Field observations and models have shown: (1) differences in dispersal and dormancy strategies could account for species coexistence in disturbed environments, (2) small scale disturbances contribute to species coexistence in plant communities, and (3) recolonization success may depend on the spatial pattern of suitable sites for establishment. A spatially explicit, two-species, simulation model was developed to examine the interaction between dispersal strategies, dormancy strategies and small-scale disturbances on the pattern of coexistence of two annual plant species in patchy landscapes. Patchy landscapes with three hierarchical levels of structure were randomly generated and the dynamics for species differing in mean dispersal distance and dormancy strategy was simulated. The results showed that when species differed only in mean dispersal distance, the species with the shorter range dispersal would always displace the other. When disturbances prevented reproduction and activated dormant seeds, then differences in dormancy strategy could result in coexistence of species with different dispersal capabilities. When species differed only in their dormancy rate (i.e., the proportion of dormant seeds produced per year), the range of disturbance intensities allowing coexistence was rather narrow, but differences in the response of species to disturbance (i.e., disturbance-broken seed dormancy versus gradual germination of dormant seeds) allowed coexistence under a wider range of disturbance intensities.
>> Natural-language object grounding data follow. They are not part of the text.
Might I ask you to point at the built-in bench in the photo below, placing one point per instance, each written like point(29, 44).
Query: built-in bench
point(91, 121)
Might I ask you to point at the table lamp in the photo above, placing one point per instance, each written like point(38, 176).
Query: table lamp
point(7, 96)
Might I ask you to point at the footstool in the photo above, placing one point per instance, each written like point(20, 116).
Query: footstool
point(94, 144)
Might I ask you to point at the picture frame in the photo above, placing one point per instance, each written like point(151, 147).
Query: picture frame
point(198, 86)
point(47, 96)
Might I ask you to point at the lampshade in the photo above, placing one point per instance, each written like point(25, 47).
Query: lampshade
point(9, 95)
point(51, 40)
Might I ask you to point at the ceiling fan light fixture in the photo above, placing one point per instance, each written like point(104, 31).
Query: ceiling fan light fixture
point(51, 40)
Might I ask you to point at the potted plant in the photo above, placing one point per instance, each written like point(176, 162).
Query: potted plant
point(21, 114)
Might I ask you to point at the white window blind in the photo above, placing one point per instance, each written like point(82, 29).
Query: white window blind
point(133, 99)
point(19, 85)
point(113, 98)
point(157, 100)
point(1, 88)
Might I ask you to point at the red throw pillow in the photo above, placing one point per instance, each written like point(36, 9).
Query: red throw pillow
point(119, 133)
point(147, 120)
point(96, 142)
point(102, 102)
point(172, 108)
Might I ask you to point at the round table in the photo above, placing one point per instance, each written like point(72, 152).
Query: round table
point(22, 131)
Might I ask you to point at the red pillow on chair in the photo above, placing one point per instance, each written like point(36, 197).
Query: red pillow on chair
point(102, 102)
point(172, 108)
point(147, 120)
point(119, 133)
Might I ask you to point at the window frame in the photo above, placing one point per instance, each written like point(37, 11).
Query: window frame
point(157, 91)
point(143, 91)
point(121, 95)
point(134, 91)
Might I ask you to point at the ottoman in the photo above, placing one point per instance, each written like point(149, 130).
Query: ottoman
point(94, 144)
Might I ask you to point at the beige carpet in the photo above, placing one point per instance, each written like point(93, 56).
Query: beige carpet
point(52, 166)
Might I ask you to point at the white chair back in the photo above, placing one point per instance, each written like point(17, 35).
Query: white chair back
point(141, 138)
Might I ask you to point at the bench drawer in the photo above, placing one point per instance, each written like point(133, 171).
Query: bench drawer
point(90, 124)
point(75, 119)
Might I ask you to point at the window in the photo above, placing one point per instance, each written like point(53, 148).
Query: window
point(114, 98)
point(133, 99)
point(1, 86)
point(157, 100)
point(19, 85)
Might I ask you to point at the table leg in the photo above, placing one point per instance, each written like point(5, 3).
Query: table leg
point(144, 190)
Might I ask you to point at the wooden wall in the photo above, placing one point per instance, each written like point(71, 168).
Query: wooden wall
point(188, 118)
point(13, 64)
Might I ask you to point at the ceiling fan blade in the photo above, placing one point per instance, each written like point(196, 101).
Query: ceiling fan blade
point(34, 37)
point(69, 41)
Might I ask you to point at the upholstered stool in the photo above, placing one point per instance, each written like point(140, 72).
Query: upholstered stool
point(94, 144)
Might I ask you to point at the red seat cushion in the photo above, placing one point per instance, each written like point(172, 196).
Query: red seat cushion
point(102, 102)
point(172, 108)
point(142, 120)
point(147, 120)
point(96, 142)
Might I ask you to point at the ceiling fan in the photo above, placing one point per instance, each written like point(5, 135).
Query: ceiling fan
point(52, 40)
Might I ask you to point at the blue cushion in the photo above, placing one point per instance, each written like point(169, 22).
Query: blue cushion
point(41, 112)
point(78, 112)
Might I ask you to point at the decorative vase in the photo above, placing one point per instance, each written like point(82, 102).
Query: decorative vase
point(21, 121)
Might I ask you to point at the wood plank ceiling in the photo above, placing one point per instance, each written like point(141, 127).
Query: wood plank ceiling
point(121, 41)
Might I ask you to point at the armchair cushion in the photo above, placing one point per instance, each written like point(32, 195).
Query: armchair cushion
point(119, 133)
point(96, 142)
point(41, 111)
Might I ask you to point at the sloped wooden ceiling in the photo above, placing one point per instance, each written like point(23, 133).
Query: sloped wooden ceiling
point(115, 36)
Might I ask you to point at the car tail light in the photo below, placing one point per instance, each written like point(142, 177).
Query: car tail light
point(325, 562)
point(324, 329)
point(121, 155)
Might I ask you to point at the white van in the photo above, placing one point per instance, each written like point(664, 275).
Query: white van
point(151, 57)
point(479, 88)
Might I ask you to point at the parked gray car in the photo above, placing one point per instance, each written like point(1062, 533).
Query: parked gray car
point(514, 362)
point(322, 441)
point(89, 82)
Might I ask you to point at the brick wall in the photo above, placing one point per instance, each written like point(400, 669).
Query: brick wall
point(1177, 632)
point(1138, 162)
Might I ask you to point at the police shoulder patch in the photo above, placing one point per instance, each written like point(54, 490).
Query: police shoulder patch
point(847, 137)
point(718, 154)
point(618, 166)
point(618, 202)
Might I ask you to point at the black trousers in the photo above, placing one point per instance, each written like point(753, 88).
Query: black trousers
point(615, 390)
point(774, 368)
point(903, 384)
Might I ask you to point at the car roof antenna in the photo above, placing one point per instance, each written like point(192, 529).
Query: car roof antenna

These results suggest that differences in the ways species exploit the resources in space and time can mediate coexistence through storage effects. The patterns of coexistence obtained in the simulations were consistent with conclusions of a field study, in species-rich Mediterranean old-fields, about the role for coexistence of the interactions among dispersal and dormancy strategies, spatial heterogeneity, and small-scale disturbances. Coexistence patterns depended on the degree of suitability and the patchiness of the landscapes, mostly in relation to the interactions between landscape structure and mean dispersal distance, but also through complex interactions with dormancy characteristics. Therefore, disturbance regimes are not sufficient for predicting patterns of coexistence, and the unique spatial features of the landscapes need to be taken into account.